Some of our CI scripts, e.g. performance-regression-ci.yml, use the ${{ secrets.CI_ACCESS_TOKEN }} for things that don't need such a high privilege.

For example, performance-regression-ci.yml uses the secret to download the canary release of OpenJDK. But the release is publicly accessible.

As another example, in the "Performance Run" steps (for OpenJDK and JikesRVM alike), The secret token is used to get historical data from the non-public ci-perf-results repository. The main reason for this is to aggregate and plot all results in the history to make a web page suitable for uploading.
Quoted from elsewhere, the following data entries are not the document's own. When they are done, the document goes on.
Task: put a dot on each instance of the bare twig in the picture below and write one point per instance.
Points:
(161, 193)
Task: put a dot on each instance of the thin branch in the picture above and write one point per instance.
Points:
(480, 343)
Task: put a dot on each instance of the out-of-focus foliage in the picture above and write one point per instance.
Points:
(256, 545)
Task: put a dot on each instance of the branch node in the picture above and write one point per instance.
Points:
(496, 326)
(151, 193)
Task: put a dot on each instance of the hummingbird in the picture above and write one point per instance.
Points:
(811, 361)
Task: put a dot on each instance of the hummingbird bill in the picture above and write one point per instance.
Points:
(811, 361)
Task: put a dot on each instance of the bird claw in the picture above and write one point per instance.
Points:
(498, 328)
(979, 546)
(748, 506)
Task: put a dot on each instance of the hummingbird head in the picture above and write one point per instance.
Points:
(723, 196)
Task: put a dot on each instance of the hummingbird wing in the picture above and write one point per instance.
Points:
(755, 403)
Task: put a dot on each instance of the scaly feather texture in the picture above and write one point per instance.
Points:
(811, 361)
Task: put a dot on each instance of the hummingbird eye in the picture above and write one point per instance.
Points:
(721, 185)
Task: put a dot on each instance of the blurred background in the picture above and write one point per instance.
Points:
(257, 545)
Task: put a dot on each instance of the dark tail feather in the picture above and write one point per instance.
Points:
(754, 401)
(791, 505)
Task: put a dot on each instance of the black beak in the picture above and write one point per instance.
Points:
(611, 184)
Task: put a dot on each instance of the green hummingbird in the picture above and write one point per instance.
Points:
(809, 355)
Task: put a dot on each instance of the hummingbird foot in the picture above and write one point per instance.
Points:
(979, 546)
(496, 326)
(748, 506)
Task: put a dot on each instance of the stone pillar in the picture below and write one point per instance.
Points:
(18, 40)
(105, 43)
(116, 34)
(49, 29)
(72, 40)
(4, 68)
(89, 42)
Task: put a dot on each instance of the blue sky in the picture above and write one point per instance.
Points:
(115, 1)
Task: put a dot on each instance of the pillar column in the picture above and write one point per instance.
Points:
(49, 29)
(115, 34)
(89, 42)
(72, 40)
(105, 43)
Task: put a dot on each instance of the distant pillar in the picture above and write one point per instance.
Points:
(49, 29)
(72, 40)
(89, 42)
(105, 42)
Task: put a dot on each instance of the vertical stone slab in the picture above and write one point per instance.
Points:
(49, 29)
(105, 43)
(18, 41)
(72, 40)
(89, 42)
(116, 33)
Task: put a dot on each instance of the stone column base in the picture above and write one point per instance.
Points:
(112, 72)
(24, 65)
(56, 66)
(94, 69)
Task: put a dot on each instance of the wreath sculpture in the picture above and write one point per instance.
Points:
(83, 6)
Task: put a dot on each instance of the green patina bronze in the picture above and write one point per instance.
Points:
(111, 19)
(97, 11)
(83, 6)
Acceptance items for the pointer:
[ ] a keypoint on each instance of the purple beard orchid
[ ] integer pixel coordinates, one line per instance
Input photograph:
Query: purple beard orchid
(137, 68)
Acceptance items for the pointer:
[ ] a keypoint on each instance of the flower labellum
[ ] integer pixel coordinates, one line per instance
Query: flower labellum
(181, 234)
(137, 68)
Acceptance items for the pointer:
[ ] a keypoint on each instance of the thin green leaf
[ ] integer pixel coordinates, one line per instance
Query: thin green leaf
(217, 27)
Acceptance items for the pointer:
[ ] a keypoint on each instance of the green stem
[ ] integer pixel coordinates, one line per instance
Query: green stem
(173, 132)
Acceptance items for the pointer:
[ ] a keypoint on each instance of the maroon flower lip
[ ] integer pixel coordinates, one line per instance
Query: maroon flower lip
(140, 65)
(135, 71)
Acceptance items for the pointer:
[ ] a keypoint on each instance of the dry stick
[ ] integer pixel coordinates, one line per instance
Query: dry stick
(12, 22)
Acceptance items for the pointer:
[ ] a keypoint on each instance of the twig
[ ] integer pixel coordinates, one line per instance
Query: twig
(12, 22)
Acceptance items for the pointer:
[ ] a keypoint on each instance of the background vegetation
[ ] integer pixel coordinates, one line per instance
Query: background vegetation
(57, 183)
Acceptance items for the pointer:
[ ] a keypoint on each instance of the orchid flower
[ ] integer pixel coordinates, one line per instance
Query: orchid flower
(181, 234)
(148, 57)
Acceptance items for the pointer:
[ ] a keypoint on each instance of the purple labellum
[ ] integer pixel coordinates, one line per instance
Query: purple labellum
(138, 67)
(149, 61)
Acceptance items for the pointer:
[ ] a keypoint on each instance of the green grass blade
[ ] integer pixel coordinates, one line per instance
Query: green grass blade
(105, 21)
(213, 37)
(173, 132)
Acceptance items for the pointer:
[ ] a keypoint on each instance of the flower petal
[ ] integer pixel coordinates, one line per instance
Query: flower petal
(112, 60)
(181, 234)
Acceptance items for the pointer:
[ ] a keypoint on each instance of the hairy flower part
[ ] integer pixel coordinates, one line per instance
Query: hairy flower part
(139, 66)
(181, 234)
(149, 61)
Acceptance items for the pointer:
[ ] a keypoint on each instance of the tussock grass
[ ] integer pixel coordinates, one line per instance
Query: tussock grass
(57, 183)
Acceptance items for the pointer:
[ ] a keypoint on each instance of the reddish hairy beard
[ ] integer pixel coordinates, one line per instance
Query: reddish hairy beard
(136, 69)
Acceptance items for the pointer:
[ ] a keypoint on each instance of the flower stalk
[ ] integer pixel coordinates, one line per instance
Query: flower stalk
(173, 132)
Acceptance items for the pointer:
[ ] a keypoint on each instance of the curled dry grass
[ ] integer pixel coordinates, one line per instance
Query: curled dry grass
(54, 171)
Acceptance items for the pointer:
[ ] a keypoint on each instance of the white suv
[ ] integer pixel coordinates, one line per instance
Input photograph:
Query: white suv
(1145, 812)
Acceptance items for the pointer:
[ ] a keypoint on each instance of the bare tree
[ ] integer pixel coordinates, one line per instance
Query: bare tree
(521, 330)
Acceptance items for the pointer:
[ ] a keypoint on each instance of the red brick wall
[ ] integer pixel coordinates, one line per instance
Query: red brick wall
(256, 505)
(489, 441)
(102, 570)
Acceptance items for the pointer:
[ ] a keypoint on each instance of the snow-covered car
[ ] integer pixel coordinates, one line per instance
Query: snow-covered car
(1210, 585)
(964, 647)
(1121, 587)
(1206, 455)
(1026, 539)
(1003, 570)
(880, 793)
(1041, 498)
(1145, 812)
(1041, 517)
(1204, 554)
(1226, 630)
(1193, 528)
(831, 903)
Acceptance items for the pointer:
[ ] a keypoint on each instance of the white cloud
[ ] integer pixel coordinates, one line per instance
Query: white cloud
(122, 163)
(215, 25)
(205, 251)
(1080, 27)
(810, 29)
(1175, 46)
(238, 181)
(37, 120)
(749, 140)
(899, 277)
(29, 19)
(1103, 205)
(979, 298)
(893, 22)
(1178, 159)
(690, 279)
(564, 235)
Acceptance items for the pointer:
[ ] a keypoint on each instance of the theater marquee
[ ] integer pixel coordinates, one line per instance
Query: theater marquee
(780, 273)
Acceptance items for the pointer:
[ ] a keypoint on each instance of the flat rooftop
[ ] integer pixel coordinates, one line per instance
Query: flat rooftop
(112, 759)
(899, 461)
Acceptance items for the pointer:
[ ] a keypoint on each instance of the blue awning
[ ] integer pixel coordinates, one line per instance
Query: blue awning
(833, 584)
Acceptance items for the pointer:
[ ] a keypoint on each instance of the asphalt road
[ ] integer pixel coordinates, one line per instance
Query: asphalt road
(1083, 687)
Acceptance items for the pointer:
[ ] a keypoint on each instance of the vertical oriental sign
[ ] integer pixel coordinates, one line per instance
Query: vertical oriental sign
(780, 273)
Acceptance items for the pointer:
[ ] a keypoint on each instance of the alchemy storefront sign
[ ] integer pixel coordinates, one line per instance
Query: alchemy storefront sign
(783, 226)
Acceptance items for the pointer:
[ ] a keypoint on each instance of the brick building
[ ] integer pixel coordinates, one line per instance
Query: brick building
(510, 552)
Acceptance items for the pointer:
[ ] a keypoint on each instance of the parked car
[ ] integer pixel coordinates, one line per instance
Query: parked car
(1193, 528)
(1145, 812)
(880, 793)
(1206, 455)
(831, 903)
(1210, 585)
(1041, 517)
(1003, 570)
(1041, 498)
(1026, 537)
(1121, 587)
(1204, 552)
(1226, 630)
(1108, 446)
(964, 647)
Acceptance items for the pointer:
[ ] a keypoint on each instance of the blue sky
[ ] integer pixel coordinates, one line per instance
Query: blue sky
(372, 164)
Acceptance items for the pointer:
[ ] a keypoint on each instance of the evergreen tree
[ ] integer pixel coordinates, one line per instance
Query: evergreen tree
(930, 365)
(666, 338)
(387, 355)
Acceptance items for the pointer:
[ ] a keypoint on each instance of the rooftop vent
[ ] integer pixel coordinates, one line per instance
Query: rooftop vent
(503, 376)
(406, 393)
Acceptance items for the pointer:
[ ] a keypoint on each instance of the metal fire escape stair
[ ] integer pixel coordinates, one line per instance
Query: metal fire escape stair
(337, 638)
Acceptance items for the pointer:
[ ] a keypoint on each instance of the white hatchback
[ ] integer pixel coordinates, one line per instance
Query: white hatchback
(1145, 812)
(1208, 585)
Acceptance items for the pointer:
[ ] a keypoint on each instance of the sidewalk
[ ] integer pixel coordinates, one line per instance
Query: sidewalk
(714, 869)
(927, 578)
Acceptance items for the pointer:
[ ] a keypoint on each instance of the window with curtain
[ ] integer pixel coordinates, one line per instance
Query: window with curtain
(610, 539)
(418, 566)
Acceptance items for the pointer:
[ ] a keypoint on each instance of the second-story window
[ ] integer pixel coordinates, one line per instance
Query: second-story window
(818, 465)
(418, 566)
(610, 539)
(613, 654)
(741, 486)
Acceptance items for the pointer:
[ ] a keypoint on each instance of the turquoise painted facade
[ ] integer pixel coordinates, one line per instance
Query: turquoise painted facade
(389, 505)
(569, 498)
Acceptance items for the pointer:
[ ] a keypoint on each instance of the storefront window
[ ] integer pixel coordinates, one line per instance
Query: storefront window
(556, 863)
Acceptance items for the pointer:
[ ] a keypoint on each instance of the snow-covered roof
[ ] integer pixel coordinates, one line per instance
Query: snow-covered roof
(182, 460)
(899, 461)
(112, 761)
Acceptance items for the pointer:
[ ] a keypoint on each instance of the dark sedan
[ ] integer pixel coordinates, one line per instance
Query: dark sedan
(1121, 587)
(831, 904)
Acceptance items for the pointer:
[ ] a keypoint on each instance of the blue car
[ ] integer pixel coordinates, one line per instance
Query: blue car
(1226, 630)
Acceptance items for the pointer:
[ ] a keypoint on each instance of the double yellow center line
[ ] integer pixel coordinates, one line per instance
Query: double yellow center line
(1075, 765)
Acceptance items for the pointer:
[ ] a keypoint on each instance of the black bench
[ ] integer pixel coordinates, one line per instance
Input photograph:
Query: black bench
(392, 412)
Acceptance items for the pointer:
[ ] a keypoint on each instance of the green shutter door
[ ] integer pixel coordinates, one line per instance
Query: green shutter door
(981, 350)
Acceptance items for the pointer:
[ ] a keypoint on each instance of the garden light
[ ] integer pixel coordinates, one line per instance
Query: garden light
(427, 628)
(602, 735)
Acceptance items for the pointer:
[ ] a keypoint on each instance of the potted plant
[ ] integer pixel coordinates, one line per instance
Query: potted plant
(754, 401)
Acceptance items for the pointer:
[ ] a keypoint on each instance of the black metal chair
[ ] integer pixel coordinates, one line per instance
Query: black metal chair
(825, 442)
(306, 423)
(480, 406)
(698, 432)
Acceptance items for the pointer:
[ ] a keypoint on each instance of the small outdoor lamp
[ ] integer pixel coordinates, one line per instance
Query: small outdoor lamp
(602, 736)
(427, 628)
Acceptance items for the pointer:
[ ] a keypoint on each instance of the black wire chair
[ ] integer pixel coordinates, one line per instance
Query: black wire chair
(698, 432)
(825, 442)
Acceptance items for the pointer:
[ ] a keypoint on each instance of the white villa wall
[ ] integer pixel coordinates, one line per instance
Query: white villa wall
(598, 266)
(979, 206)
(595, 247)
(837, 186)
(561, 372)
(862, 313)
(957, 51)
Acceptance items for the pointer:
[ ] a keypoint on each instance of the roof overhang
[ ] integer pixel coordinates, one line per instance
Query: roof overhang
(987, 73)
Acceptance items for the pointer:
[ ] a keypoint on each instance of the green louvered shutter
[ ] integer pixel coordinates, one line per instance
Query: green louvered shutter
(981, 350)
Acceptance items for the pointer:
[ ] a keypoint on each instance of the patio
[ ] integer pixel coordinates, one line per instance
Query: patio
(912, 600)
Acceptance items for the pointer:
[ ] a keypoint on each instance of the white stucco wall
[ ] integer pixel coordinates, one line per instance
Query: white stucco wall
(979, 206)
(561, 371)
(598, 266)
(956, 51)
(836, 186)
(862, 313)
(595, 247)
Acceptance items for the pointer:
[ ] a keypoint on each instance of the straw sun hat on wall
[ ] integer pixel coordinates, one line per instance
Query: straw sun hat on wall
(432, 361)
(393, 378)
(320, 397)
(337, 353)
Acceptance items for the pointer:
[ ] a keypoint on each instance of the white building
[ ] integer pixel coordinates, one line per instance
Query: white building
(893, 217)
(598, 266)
But running the benchmark doesn't need

As a principle, GitHub workflows should be granted minimal privilege for them to do their jobs.

For downloading the canary, we could just download it using the URL https://github.com/mmtk/mmtk-openjdk/releases/download/v0.28.0/jdk-11.0.19-internal+0_linux-x64_bin.tar.gz, without any GitHub privilege.

We can refactor the performance run and the plotting and uploading.

  • The performance run only runs the benchmarks and produce results.
  • A subsequent plotting job will use the privilege to clone the ci-perf-result repo, aggregate the results, commit and push the updated history, and generate web pages that include the plots.
  • A subsequent deploying job will use the privilege to deploy the web pages.

Note that if we are only testing the performance runs, we may skip the plotting and deploying steps. In this case, the workflow will not need any secret at all.

For other jobs, we could use the ${{ github.token }} or equivalently ${{ secrets.GITHUB_TOKEN }}, and control the permissions using the permissions workflow syntax.